Speculative thinking.
Darwin’s experience.
Within certain limits thinking begets feeling, and feeling stimulates thinking. Beyond these limits each interferes with the other. When feeling rises to the height of passion it beclouds the judgment and prevents reflection. Certain kinds of speculative thinking leave the heart cold and ultimately destroy the better emotions and the warmer affections. “It is terrible,” said the daughter of a voluminous writer on theology, “when a man feels a perpetual impulse to write. It makes him a stranger in his own house, and deprives wife and children of their husband and father.” Abstract thinking may be indulged in to the exclusion of the tastes and emotions which help to make life worth living. The oft-quoted experience of Darwin is a case in point. In his autobiography he gives his experience, showing the effect of his exclusive devotion to scientific pursuits upon his ability to enjoy poetry, music, and pictures. “Up to the age of thirty and beyond it poetry of many kinds gave me great pleasure, and even as a school-boy I took intense delight in Shakespeare, especially in the historical plays. I have also said that pictures formerly gave me considerable and music very great delight. But now for many years I cannot endure to read a line of poetry. I have tried lately to read Shakespeare, and found it so intolerably dull that it nauseated me. I have also almost lost my taste for pictures or music.
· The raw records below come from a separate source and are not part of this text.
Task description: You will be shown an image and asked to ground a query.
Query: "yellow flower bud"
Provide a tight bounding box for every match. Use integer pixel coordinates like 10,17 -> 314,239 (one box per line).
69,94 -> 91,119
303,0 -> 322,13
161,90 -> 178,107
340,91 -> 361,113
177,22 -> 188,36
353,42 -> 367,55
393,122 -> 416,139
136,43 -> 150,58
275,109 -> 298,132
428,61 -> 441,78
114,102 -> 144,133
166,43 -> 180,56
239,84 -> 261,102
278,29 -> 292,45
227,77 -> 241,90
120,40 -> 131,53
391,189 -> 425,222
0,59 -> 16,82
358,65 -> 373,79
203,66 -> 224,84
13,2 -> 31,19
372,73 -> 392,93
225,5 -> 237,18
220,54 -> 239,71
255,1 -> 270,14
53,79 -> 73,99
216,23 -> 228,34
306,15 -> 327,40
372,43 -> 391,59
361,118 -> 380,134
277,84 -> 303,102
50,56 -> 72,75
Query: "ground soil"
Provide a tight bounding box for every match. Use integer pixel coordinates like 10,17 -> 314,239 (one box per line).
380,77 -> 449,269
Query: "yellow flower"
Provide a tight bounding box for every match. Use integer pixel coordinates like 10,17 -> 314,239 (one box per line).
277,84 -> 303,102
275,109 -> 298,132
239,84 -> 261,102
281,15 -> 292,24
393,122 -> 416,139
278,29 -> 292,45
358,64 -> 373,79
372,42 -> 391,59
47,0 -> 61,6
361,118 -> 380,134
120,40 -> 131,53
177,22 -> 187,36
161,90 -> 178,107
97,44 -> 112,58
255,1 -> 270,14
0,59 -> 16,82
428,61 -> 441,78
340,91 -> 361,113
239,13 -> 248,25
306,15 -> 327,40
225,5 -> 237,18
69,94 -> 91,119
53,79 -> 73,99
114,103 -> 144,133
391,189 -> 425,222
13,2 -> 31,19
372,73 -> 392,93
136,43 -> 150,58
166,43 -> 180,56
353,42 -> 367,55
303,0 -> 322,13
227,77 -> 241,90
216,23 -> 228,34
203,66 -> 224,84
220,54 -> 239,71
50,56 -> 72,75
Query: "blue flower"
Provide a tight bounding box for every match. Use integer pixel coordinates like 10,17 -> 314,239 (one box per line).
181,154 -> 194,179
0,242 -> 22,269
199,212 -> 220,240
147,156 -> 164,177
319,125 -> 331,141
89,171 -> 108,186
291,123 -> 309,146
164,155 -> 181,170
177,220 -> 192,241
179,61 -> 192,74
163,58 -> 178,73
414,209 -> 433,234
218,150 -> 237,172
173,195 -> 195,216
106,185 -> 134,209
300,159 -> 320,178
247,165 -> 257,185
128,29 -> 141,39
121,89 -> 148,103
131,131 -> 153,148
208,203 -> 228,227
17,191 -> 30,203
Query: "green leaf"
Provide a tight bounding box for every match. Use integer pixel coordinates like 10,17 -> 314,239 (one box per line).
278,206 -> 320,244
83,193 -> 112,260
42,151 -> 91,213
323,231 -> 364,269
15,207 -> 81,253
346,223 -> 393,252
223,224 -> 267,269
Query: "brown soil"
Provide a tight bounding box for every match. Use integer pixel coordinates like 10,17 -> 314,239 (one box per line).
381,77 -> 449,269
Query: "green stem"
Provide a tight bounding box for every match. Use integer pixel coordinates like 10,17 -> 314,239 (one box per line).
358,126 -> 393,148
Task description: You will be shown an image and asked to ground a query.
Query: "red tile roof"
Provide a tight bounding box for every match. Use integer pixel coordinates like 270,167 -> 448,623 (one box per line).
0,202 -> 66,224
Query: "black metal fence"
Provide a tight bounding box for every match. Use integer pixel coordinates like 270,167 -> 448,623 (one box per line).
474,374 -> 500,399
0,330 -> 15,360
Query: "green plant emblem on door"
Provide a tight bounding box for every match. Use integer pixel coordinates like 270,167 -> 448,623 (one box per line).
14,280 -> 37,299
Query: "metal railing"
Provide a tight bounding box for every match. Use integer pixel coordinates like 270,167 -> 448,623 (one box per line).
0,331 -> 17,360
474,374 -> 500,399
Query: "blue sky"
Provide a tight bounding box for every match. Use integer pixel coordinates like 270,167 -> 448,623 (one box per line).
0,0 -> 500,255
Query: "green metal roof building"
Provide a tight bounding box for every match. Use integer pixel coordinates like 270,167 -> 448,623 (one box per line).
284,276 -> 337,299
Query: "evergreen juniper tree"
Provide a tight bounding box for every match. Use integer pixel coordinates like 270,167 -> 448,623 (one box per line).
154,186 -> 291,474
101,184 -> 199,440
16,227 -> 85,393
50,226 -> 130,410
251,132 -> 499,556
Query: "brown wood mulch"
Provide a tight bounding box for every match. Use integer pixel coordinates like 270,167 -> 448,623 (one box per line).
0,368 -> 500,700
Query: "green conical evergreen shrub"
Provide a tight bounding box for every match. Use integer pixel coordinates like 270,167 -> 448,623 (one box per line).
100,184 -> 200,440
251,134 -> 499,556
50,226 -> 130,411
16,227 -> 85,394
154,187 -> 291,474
Music generally sets me thinking too energetically on what I have been at work on, instead of giving me pleasure.... My mind seems to have become a kind of machine for grinding general laws out of large collections of facts; but why this should have caused the atrophy of that part of the brain alone, on which the higher tastes depend, I cannot conceive.... If I had to live my life again, I would have made a rule to read some poetry and listen to some music at least once a week; for perhaps the parts of my brain now atrophied would thus have been kept alive through use. The loss of these tastes is a loss of happiness, and may possibly be injurious to the intellect, and more probably to the moral character by enfeebling the emotional part of our nature.”[53]
The sight of an audience.
Every teacher has both felt and witnessed the effect of embarrassment upon ability to think. To face an audience of a thousand people was embarrassing to some excellent thinkers like Melanchthon and Washington. On the other hand, the sight of a multitude of listening, upturned faces stimulates natures and temperaments like that of Martin Luther and Patrick Henry, causing them to think more vigorously and to feel more deeply.
Great thoughts.
Great thoughts spring from the heart. This is certainly true of thoughts which have lifted men to higher planes of effort. And it is true of the best thoughts and volitions which a pupil puts forth. The desire for knowledge may develop into the love of truth. The student is half made as soon as he seeks knowledge for its own sake and values the possession of truth above all other worldly possessions.
Interest.
The Herbartians deserve praise for the attention they have given the doctrine of interest. The older text-books on psychology seldom refer to interest as an important element in the education of the child. The greatest boon which can come to a child is happiness, and this was impossible in the days when fear of the rod held sway in the school-room. Then children looked forward to the school with feelings of dread; they went with fear and trembling. From the day that the children became interested in their lessons the rod was no longer required. Instead of crying because they must go to school, they now cry because they cannot go. Through interest the school becomes the place to which children best like to go.